Rachel Manber

Think Creatively

Posted on October 22, 2007

Rachel Manber (bio) provides recruitment advice.


I think the most challenging aspect of research, once you have the funds to do it, is recruitment. It turns out that in research protocols we want a very specific population, and reaching the amount is not as easy as we think, based on our clinical practice where we see lots of these patients.

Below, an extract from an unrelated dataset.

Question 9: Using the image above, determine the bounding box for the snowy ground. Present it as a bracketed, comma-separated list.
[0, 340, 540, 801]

The issue is that there is a lot of constraints and exclusion criteria that our patients come in with to clinic and they might not qualify therefore, for research protocol. So, what is important in solving this problem is to not hear – what not to do is not to rely on other clinicians referring patients to you, because my experience, and other people I talk to, repeatedly find that that is not a good source of recruitment unless you yourself sit in the same clinic and you continuously hassle other people to refer qualified patients to you.

It’s also very difficult to recruit from your own clinic to your research, because then you have the competing demands of being a clinician and being a researcher. What are the alternatives? The alternatives are to really target – to think very creatively about targeting the recruitment to the specific population to where this specific population is.

For example, I’m doing research on depression in pregnant women. So it will not be a very cost-effective way for me to advertise in general newspapers, though it can be tried. Instead what we opted to do is, we kept thinking, “Where do these women go?” Well, they read baby magazines, they read parenting magazines. They go to baby stores, they go to prenatal classes. So if you kind of start thinking of where is your population likely to be, that’s going to be a great help. And every time you get stuck, you have to keep thinking of more creative ideas, because without participants you can’t do research, so that’s essential.